November 28, 2020

How Anxiety Medication helped Save my Marriage.

One night, when I was driving home with my husband, I thought I saw someone run out in front of me.

I hit the brakes to try to keep from hitting this person.

I honestly don’t remember much about that incident, other than I was scared to death of hitting someone. There was no one there; my husband assured me. Right then, I knew I needed help.

For as long as I can remember, I’ve had anxiety. At one point in my childhood, I felt what would become familiar pressure in my chest.

What is this pressure, you might ask? It feels like someone is sitting on my chest. I just can’t take a big enough breath. I can’t make it go away. I continue to ruminate on things so I can’t think of anything else. I can’t make it go away.

Through middle school and high school, any time things would become overwhelming, that pressure would return. When there was too much homework, or I was worried my cat was going to die, there was that pressure.

In college, working part-time and going to school full-time brought even more stress to do well. There was that pressure.

I married my husband shortly after I graduated from college, and he would do his best to help me through these anxiety-inducing situations. He would try to tell me that everything would be alright. Asking me what was going on. Asking me if there was anything he could do to help. He could usually tell I was stressed out because I would get short-tempered, and get frustrated easily. There was that pressure.

Despite my husband’s help, my anxiety became even worse when I had a full-time job at a local hospital. I made a particular mistake and I was punished severely. They gave me a final write-up and told me if I messed up again, I’d be gone. For years after that incident, I thought I was going to get fired. I looked for a new job to get me out of that situation. My anxiety and the pressure somehow changed into crying all the time.

Every little thing would set me off. The yogurt container fell out of the fridge and broke open, and I’d start crying. I stubbed my toe, I’d start crying—more than usual for someone stubbing their toe. Someone said something critical of me, I’d start crying. I would even yell at my husband, getting mad for no particular reason. My emotions were extremely volatile.

Eventually, my current company reached out to me for a job. I was so grateful to get out of the job at the hospital, and I was using the knowledge I picked up there. About five to six months into the new job, things took a downturn—my company wasn’t getting enough interest in the HIPAA risk assessments I’d been hired to conduct. They asked me if I wanted to try sales. I didn’t feel like I had an option. It felt like I would lose my job if I didn’t say yes, though they never outright said that. I also didn’t know how to be a salesperson and didn’t want to be the sleazy car salesman type.

The stress got so much worse—trying to make quotas, not understanding how to sell or what I was doing wrong. The constant fear that I was going to get fired if I couldn’t make quotas, and then what I would do weighed down on me. I’d lash out at my husband even more. He was becoming fed up because he didn’t know what to do to help me.

I’d cry and cry, and yell and scream. It would only ease up if I got a lot of sales, but the next month I’d be at square one, once again trying to make sales.

After my hallucination of someone running in front of my car, I started doing research and discovered that when someone is overly stressed, they can start hallucinating things. I was partially happy to read that, as I truly thought I was going crazy. I was worried I might be becoming schizophrenic.

I set up an appointment with my doctor and we started on the long road to finding a medication that would work for me. It wasn’t easy, and after changing to a new doctor who specialized in psychiatric medicine, who my regular doctor recommended, we eventually found something.

I’m happy to say that I’m now doing much better. My emotions are far less volatile and I can roll with the punches pretty well. Also, my sales are great every month.

My husband later told me that if I hadn’t figured this out, he would have left me because he was hitting the end of his rope. I’m sorry I didn’t do it sooner, and that it took such a toll on him. I’m sorry that I made him feel useless when he wasn’t able to help me. I’m sorry that I wasn’t able to show him the affection he needed, while I was so absorbed in my stress.

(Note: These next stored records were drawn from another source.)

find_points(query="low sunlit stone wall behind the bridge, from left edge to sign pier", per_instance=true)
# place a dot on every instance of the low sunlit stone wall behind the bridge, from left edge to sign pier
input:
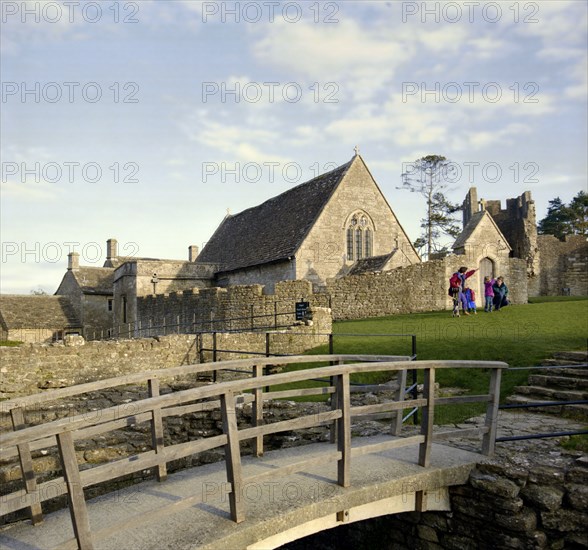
(31, 368)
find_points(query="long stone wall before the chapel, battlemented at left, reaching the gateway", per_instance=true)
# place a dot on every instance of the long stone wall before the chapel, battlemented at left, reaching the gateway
(414, 288)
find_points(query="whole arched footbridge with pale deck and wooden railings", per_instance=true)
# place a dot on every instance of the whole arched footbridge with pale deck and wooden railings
(258, 501)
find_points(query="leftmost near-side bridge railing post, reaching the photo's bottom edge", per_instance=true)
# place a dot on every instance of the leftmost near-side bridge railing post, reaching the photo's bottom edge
(75, 491)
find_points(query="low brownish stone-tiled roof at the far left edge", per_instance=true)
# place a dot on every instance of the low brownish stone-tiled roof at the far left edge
(51, 312)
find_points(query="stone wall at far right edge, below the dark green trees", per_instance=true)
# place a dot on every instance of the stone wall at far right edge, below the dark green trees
(563, 265)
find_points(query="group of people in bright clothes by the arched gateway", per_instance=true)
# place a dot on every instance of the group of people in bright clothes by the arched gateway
(495, 293)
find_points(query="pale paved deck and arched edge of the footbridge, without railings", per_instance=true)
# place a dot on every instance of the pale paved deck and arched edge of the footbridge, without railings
(306, 501)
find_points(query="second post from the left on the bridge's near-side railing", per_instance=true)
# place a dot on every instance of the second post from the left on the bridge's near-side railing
(232, 455)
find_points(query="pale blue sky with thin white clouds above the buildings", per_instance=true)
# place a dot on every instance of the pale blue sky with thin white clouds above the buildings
(148, 121)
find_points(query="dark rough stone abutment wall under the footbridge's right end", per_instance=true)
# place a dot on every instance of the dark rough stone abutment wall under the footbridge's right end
(505, 505)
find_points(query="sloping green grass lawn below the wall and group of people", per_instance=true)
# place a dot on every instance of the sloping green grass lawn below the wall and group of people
(521, 336)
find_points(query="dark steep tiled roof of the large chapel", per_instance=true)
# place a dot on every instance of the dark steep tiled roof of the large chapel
(274, 230)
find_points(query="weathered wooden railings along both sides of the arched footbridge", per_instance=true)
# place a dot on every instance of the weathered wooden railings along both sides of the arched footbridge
(224, 396)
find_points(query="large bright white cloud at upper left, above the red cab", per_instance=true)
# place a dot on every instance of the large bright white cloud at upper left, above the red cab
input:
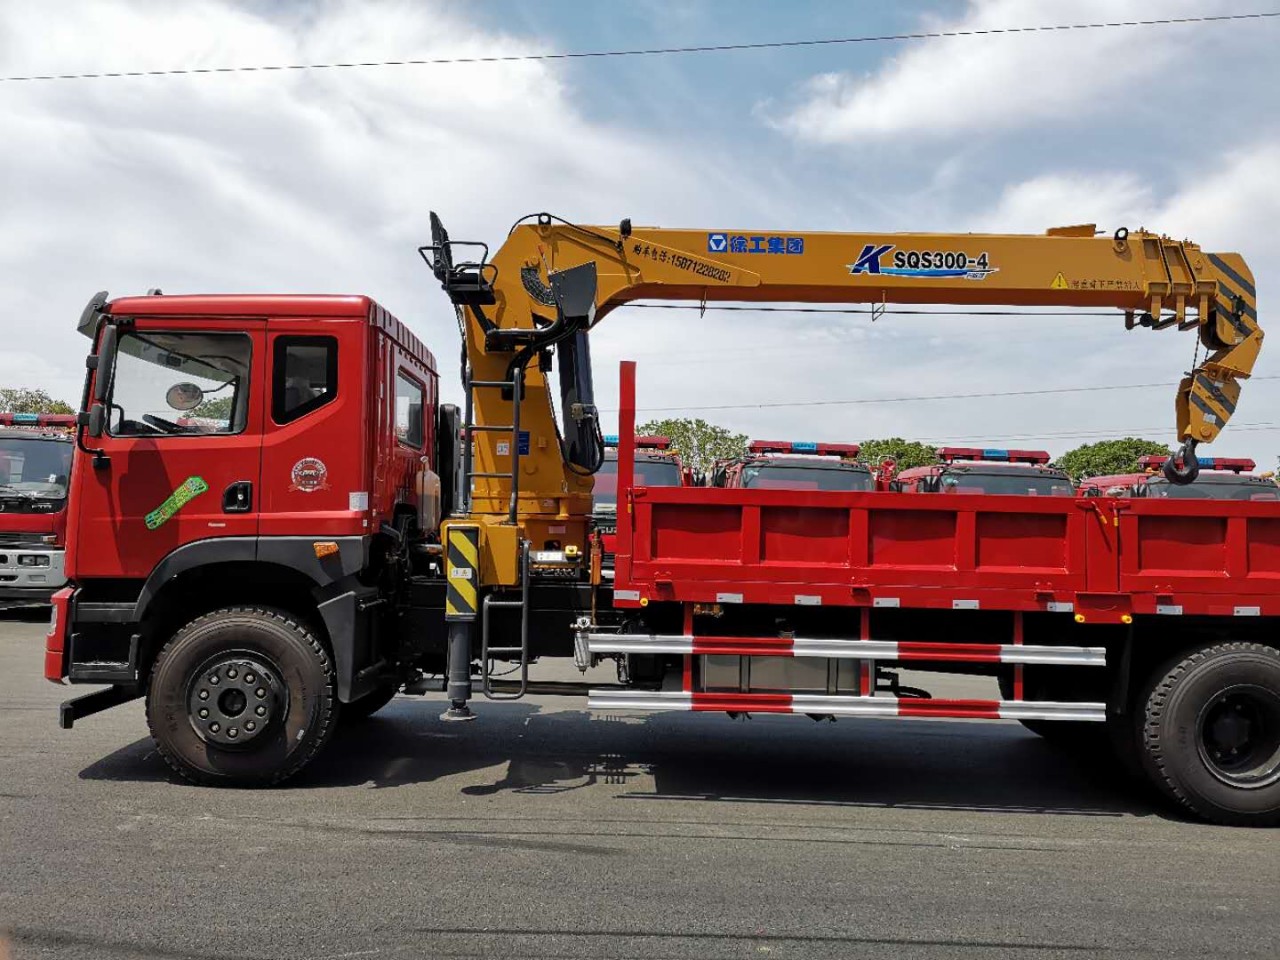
(291, 182)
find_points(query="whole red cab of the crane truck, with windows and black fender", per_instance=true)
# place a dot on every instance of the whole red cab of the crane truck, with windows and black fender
(253, 450)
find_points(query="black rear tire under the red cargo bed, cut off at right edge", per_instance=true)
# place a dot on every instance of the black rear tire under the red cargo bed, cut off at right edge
(1212, 734)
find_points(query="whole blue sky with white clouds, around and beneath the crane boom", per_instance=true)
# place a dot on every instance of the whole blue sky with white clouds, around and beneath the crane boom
(322, 181)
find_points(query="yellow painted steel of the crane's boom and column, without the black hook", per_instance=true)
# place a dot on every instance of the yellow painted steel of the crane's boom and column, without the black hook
(1156, 281)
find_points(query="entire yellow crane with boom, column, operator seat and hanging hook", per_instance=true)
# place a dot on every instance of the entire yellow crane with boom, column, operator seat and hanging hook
(552, 281)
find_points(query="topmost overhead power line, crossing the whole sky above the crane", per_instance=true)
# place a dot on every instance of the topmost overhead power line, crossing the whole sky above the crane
(644, 52)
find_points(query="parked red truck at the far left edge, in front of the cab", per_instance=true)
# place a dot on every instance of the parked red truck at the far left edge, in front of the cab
(35, 470)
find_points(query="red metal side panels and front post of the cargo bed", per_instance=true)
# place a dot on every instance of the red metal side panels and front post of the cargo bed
(1104, 559)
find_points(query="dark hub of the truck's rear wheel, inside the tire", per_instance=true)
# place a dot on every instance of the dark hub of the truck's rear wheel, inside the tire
(1240, 737)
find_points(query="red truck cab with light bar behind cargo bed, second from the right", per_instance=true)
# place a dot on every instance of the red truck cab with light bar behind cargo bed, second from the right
(989, 470)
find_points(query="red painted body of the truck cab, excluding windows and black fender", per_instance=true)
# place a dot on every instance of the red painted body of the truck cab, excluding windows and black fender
(359, 468)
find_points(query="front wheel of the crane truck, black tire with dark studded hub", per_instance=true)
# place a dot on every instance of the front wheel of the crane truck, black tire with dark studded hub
(285, 716)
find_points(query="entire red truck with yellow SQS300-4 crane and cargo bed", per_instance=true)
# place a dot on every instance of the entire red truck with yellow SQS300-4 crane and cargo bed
(307, 555)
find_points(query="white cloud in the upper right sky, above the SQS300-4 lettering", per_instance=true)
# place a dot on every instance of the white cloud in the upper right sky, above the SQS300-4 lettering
(975, 85)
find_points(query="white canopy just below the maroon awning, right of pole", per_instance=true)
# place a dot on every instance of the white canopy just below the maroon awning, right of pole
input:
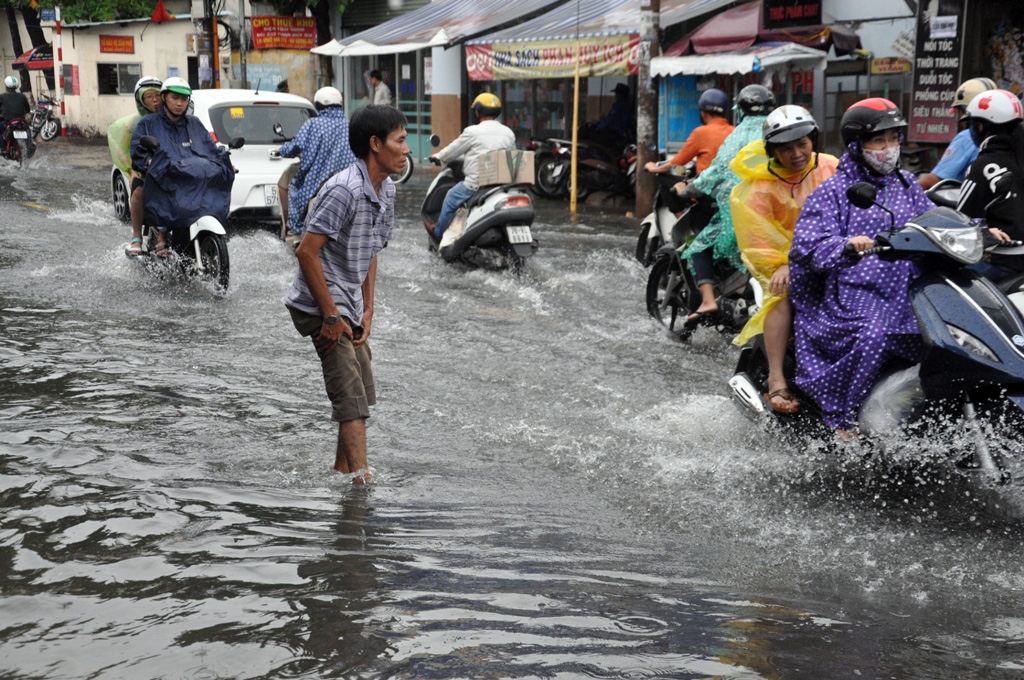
(767, 57)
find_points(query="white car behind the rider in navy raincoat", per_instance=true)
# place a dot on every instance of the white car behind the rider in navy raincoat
(249, 114)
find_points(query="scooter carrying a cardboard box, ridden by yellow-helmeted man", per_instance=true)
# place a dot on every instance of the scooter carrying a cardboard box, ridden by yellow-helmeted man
(492, 230)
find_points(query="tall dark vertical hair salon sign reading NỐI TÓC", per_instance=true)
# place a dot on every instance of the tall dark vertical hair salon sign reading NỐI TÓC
(936, 76)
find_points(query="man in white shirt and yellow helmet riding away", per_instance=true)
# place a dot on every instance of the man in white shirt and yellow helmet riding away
(487, 136)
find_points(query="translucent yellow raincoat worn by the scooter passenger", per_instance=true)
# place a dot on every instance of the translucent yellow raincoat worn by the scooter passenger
(764, 212)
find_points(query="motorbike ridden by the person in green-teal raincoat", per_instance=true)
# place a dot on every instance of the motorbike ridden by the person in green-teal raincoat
(672, 292)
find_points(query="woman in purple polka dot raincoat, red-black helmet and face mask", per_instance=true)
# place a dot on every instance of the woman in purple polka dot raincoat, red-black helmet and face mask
(854, 315)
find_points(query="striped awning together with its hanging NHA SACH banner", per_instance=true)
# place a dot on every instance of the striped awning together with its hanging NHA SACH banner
(545, 48)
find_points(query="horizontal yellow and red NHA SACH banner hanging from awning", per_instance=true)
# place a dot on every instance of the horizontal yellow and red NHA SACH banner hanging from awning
(600, 56)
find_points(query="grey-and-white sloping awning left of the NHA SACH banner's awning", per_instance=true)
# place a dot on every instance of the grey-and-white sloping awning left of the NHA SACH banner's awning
(440, 24)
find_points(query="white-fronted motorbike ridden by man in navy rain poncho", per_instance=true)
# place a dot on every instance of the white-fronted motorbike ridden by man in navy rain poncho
(200, 251)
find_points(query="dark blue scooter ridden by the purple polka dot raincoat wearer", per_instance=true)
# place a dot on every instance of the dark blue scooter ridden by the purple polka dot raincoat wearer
(971, 371)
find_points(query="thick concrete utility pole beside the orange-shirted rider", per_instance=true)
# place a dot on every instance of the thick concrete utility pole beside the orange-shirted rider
(651, 20)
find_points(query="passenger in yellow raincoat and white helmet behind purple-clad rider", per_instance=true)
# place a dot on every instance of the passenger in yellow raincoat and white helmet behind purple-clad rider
(778, 175)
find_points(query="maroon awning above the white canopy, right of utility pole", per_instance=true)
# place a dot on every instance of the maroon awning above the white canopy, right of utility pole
(744, 26)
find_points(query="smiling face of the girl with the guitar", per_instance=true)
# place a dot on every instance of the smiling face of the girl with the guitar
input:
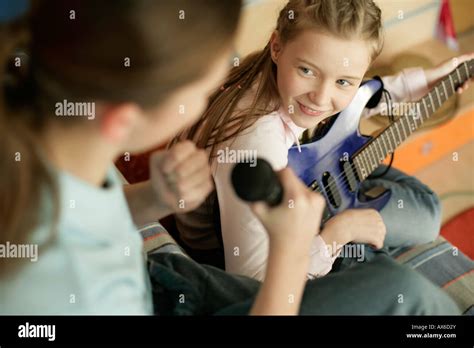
(318, 74)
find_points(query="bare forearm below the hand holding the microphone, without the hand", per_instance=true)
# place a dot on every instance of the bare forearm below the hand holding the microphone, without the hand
(282, 289)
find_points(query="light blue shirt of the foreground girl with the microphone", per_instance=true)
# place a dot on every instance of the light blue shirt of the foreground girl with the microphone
(95, 264)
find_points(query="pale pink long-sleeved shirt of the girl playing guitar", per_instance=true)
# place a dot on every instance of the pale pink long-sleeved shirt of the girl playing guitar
(270, 137)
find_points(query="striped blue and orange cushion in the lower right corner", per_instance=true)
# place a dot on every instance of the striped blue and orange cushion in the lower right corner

Now we can move forward and work on repairing our relationship.

We spend more quality time together and we can have conversations that don’t revolve around my work and what I’m not doing right. I’ve been able to calm my emotions, and I don’t yell at him as often as I used to. It’s more like feistily telling him what is frustrating me.

I’ve found my voice, so I can tell him exactly what I think, instead of bottling everything up and then lashing out when the stress became too much. I’m looking forward to another 12 years together, and then some.

For the people who are not sure if they should try medication for depression or anxiety, I would recommend it, especially if it is severely affecting your life.

It has changed my world and my husband’s.